After these measurements, the researchers concluded that geographic and hydrologic parameters indeed impact the diversification of microbes. For example, Mt. Roe Formation is made out of basaltic rocks that can react with water to generate methane. The researchers examined the site’s carbon isotope values and inferred the presence of methanotrophs, bacteria that use methane as their main source of energy. Similarly, they found evidence of different metabolisms present in other formations with various environmental properties. This is because distinct minerals release different types of elements, which shape the biological pattern of microbial populations as the organisms evolve to utilize different nutrients.

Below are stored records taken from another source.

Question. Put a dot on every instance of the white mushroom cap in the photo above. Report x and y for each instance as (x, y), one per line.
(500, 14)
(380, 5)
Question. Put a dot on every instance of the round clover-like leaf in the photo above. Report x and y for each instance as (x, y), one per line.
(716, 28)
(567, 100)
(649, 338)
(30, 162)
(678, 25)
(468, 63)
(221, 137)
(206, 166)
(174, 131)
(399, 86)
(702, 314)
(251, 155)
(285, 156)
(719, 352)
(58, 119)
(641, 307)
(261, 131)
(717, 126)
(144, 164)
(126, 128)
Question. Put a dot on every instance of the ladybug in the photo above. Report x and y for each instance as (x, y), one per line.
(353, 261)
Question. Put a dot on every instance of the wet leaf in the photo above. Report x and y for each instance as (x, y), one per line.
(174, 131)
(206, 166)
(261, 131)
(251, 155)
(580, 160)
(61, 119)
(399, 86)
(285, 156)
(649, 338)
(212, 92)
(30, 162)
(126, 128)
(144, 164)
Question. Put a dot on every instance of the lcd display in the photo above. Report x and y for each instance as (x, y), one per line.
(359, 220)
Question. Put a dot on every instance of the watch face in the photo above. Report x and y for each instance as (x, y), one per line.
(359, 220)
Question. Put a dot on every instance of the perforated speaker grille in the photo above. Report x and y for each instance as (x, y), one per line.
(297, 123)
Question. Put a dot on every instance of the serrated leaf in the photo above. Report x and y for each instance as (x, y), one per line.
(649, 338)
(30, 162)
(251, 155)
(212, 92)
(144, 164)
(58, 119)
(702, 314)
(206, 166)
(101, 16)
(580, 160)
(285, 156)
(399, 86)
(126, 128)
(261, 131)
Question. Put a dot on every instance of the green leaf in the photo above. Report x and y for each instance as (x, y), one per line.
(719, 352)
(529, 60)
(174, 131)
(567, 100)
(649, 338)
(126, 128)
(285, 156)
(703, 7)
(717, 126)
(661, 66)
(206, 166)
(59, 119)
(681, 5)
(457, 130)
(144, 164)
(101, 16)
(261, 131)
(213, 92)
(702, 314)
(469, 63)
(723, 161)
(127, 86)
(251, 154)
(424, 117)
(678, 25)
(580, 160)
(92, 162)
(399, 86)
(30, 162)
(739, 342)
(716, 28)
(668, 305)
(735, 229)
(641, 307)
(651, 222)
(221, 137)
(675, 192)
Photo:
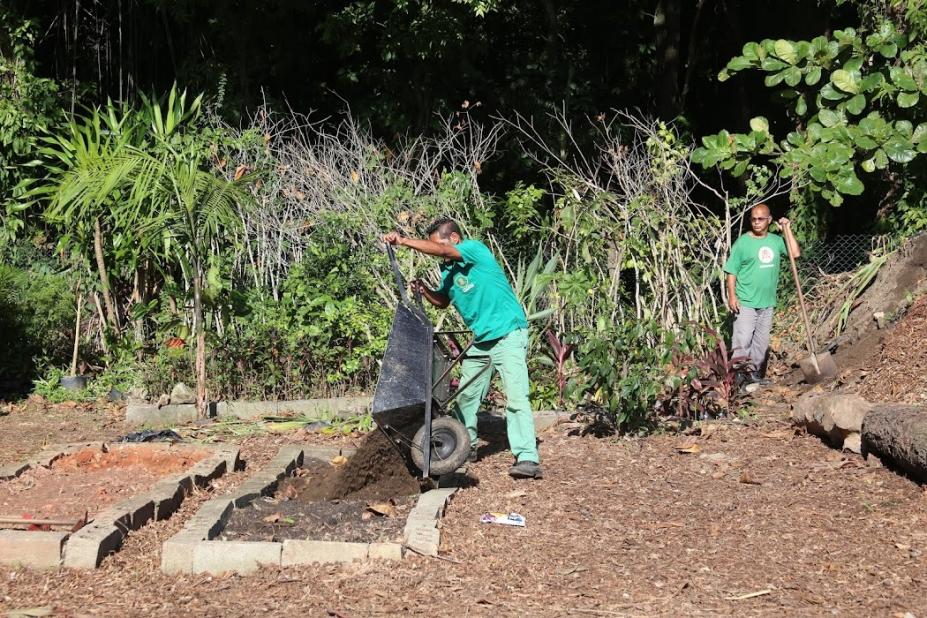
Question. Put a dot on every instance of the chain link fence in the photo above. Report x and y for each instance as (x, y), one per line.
(841, 254)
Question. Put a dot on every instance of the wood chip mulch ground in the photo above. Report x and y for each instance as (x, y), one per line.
(748, 519)
(899, 372)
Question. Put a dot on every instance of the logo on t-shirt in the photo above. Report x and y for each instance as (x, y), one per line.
(765, 256)
(463, 283)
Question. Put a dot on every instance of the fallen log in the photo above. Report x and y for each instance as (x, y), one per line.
(897, 434)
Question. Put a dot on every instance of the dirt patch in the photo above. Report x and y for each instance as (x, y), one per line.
(28, 426)
(89, 480)
(364, 500)
(335, 520)
(899, 370)
(376, 471)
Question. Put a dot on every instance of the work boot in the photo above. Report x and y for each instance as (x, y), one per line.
(526, 470)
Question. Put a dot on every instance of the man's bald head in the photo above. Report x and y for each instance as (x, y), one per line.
(760, 210)
(760, 219)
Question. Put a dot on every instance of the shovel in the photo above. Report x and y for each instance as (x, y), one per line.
(816, 367)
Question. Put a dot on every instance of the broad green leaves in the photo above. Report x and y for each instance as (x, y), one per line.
(854, 97)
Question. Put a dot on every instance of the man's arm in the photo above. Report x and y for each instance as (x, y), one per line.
(732, 301)
(790, 241)
(435, 297)
(427, 247)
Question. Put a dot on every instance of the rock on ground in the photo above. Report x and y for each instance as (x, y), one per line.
(836, 417)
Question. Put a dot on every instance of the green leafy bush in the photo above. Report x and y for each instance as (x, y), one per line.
(36, 323)
(627, 370)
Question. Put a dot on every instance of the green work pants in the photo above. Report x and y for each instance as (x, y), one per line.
(507, 356)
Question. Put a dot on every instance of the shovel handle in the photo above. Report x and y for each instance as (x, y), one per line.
(804, 311)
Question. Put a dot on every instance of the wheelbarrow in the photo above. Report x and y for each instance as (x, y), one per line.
(413, 394)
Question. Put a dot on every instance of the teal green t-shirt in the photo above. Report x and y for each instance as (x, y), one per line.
(481, 293)
(755, 263)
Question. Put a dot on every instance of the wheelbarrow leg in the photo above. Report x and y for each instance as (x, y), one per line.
(429, 396)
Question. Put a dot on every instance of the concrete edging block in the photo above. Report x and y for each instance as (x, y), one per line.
(86, 548)
(192, 550)
(385, 551)
(36, 549)
(217, 557)
(307, 552)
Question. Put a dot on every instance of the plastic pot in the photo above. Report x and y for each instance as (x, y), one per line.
(74, 383)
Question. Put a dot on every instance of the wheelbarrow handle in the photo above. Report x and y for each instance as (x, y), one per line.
(400, 282)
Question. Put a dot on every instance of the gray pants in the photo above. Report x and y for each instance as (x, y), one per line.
(751, 335)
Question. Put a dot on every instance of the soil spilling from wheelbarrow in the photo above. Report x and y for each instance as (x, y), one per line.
(365, 499)
(87, 481)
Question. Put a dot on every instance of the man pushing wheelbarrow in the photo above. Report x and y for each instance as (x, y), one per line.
(473, 281)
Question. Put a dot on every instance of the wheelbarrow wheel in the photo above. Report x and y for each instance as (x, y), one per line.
(450, 445)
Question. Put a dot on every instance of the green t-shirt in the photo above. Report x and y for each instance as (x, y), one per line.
(479, 290)
(755, 263)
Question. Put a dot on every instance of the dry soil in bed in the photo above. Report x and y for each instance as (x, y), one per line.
(89, 480)
(364, 500)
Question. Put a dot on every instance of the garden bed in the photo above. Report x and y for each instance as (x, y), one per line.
(310, 505)
(85, 482)
(85, 498)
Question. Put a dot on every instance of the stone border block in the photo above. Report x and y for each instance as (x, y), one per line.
(177, 553)
(306, 552)
(385, 551)
(36, 549)
(87, 547)
(216, 557)
(421, 533)
(192, 550)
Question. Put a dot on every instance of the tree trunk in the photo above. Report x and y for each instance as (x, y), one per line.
(666, 21)
(897, 434)
(200, 329)
(80, 302)
(111, 315)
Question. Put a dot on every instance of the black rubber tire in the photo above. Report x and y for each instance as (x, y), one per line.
(450, 445)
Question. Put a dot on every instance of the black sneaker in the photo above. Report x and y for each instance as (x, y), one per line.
(526, 470)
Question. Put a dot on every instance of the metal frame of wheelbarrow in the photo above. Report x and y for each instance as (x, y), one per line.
(392, 410)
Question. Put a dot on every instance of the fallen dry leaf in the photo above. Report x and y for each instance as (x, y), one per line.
(387, 509)
(750, 595)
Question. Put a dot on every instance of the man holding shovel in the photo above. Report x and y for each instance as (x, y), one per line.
(752, 277)
(473, 281)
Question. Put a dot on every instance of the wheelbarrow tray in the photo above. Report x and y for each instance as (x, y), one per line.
(405, 383)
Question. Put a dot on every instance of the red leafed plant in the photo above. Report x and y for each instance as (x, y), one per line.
(710, 385)
(559, 354)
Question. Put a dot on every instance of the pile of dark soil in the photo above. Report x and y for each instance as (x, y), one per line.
(335, 520)
(376, 471)
(364, 500)
(899, 373)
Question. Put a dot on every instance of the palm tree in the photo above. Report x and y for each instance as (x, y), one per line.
(170, 202)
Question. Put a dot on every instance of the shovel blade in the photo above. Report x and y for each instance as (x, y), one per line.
(825, 363)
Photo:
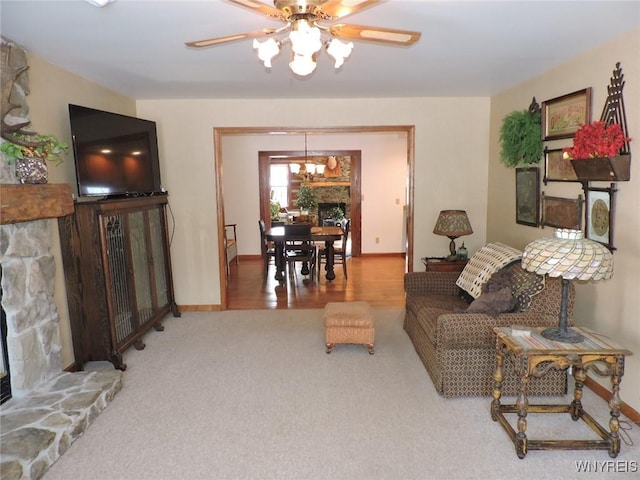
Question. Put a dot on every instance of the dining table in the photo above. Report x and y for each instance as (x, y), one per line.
(280, 235)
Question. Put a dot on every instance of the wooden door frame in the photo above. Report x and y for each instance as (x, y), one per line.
(220, 132)
(355, 190)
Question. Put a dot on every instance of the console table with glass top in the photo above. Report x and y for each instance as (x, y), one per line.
(534, 356)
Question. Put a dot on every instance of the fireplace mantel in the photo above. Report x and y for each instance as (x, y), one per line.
(25, 203)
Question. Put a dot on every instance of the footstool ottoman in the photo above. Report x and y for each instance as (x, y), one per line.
(349, 322)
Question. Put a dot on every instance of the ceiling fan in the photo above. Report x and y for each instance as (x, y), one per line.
(304, 22)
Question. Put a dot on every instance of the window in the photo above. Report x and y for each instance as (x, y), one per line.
(279, 184)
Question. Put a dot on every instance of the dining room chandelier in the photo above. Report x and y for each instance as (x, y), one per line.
(305, 37)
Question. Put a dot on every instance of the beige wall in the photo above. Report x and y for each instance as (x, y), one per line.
(609, 307)
(52, 89)
(451, 166)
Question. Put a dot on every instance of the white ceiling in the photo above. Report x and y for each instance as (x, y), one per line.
(468, 48)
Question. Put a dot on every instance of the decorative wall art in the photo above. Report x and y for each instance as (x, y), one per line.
(528, 196)
(599, 214)
(562, 116)
(562, 212)
(557, 168)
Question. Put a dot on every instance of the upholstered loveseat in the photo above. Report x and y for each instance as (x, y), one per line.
(456, 341)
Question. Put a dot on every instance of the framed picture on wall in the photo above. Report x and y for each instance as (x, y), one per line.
(599, 214)
(557, 168)
(562, 212)
(528, 196)
(562, 116)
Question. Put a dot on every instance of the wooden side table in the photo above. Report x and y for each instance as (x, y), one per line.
(534, 356)
(441, 264)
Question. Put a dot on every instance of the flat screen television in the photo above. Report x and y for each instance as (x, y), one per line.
(115, 155)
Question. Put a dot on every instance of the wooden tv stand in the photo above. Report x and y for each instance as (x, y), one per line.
(118, 275)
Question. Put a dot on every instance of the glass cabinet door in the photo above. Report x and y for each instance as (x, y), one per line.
(117, 277)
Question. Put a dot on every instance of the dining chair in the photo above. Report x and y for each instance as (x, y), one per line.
(339, 252)
(300, 251)
(267, 249)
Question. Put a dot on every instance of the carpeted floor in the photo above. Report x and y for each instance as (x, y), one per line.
(253, 395)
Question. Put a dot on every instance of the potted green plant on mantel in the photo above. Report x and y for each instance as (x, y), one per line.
(596, 153)
(306, 200)
(31, 155)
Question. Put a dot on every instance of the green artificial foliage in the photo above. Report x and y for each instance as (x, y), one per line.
(275, 210)
(336, 213)
(306, 199)
(521, 138)
(46, 147)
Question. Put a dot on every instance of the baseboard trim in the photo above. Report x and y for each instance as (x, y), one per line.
(199, 308)
(605, 394)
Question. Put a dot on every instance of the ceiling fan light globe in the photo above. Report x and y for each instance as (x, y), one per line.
(266, 50)
(295, 168)
(305, 38)
(339, 50)
(302, 65)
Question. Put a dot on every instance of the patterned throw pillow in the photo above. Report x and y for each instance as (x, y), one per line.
(525, 285)
(493, 303)
(483, 264)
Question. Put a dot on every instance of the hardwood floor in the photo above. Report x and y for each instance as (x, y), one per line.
(378, 280)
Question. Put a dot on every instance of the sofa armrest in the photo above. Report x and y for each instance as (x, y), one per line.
(431, 283)
(472, 330)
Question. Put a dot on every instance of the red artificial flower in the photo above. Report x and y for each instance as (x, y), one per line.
(597, 140)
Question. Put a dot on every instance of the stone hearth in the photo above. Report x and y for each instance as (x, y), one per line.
(37, 429)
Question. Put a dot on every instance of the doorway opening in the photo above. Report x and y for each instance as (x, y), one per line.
(352, 185)
(406, 131)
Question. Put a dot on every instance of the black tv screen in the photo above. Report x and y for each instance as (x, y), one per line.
(115, 155)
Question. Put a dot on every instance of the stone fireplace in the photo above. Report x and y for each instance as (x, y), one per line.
(50, 408)
(28, 279)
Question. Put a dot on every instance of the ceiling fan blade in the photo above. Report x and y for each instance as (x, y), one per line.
(375, 34)
(230, 38)
(341, 8)
(260, 7)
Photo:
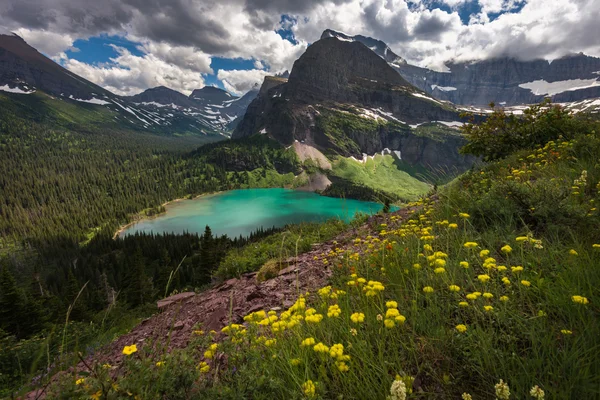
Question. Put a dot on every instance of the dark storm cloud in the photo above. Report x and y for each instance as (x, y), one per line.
(287, 6)
(177, 22)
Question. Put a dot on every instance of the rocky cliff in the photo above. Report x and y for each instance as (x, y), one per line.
(343, 99)
(505, 81)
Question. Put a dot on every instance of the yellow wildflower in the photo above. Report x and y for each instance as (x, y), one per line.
(128, 350)
(537, 393)
(334, 311)
(391, 304)
(580, 299)
(204, 367)
(309, 389)
(357, 318)
(320, 348)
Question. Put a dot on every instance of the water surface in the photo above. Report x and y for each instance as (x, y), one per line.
(240, 212)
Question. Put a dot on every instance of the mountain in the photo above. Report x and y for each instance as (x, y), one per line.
(341, 98)
(210, 106)
(35, 87)
(505, 81)
(162, 96)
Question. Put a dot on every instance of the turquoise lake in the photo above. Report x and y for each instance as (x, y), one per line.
(240, 212)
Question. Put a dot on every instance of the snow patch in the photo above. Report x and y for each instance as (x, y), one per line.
(425, 97)
(93, 100)
(443, 88)
(541, 87)
(8, 89)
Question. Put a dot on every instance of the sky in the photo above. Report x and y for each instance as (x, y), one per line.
(128, 46)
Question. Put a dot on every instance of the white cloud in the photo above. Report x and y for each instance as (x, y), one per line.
(128, 74)
(240, 81)
(179, 38)
(49, 43)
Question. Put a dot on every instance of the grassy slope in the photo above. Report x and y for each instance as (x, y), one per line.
(521, 325)
(381, 173)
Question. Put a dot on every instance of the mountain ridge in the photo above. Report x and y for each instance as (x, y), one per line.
(503, 80)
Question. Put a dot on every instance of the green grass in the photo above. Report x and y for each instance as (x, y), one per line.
(293, 240)
(440, 318)
(381, 173)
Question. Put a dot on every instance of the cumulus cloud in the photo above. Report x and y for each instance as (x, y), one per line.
(179, 37)
(128, 74)
(240, 81)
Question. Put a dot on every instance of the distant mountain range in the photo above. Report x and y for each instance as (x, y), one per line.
(505, 81)
(343, 99)
(25, 71)
(338, 75)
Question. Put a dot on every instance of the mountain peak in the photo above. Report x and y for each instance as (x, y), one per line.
(376, 45)
(329, 68)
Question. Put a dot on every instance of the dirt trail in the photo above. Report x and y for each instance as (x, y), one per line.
(233, 299)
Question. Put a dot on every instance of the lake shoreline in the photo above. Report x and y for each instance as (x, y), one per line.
(139, 218)
(356, 206)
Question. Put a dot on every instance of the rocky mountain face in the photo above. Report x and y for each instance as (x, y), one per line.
(210, 106)
(24, 71)
(342, 98)
(163, 96)
(505, 81)
(379, 47)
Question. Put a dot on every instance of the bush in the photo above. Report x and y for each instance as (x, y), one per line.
(502, 134)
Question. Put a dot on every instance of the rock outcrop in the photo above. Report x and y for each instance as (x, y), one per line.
(342, 98)
(506, 81)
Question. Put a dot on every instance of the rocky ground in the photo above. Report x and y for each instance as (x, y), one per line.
(230, 301)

“It is a pretty new concept that environmental diversification may have triggered microbiological diversification”, Stüeken said. In fact, the implications of the research extend even to astrobiology, in the effort to find extraterrestrial life. Based on the data, it may be important to focus on planets with diverse environments. “If you have a planet that only has a big ocean and no land masses, then it would perhaps be much more difficult to develop a diverse biosphere,” Stüeken said. Since there are fewer niche spaces, there would also be fewer types of bacteria.
Naturally, there were challenges that followed the study of ancient rocks. The scientists had to work with the possibility that the rocks could have been metamorphosed from the exposure to great heat and pressure over the years, potentially skewing the data. Gathering samples was also difficult, as they are quite weathered and scarce. Still, the researchers hope to further the study by analyzing older and younger rocks with a similar method by comparing marine rocks to non-marine rocks. This work opens a new window into the field and is an important step towards acknowledging the effect of environmental diversity on biological diversity.